Auslöser der Debatte waren Gehölzpflegearbeiten, die die Stadtverwaltung im Frühjahr in dem Wäldchen hatte ausführen lassen. Der Arbeitskreis Göttinger Ornithologen hatte dies kritisiert und angeprangert, die Verwaltungsmitarbeiter hätten „in diese Idylle Schneisen der Verwüstung geschlagen“. Aus Sicht des Natur- und Artenschutzes sei „die ganze Aktion überflüssig und von horrender Sinnlosigkeit“. Der Ascherberg sei Heimat von bis zu 35 Brutvogelarten mit knapp 100 Paaren. Die Stadtverwaltung reagierte mit Verwunderung auf die Kritik. Die Maßnahmen seien mit der Unteren Naturschutzbehörde abgestimmt und der Arbeitskreis wie auch die Öffentlichkeit im Vorfeld informiert worden.
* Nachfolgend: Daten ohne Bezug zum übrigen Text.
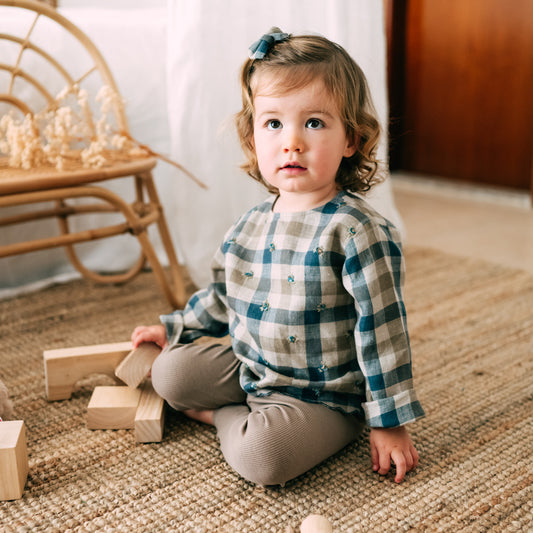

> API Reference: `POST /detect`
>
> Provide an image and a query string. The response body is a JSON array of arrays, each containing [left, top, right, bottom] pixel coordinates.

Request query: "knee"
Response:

Den Grünen-Ratsfraktion geht den Antrag zu weit. Sie reichten einen Änderungsantrag ein. Ihre Forderung: Die Infrastruktur solle erhalten bleiben. Zu streichen sei der Passus, dass das Gebiet der Naturentwicklung diene, nicht der Naherholung im Areal selbst. Auch der Hinweis auf das Betretungsverbot solle entfernt werden,denn die Bewohner des Leinebergs sollen weiterhin durch das Wäldchen zum Kiessee gelangen können. Dies war im Jahr 2012 beschlossen worden als Ausgleich für ein Waldstück, das dem Bau der Gebäude für den offenen Jugendvollzug zum Opfer fiel.
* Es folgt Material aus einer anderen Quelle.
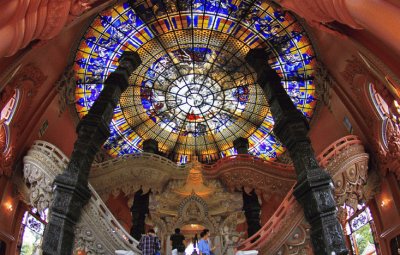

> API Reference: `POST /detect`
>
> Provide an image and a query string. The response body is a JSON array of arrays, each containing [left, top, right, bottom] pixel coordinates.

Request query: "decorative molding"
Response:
[[24, 141, 140, 254], [0, 64, 47, 176], [239, 136, 374, 255], [314, 63, 337, 111], [272, 220, 312, 255], [89, 153, 295, 202], [377, 119, 400, 180]]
Die SPD-Ratsfraktion hingegen lehnt den Antrag komplett ab. Sie spricht sich gegen verschärfte Naturschutzauflagen am Kiessee aus. Die Freizeit- und Erholungsnutzung müsse am Kiessee erhalten bleiben. Ein Betretungsverbot zu verlangen, sei „schlichtweg Unfug“. Richtig sei, so die Fraktion, dass der Bereich aus Naturschutzsicht wichtig sei. Doch habe sich der Ascherberg in den vergangenen Jahren trotz der Vielzahl an Erholungssuchenden sehr gut im Sinne des Naturschutzes entwickelt.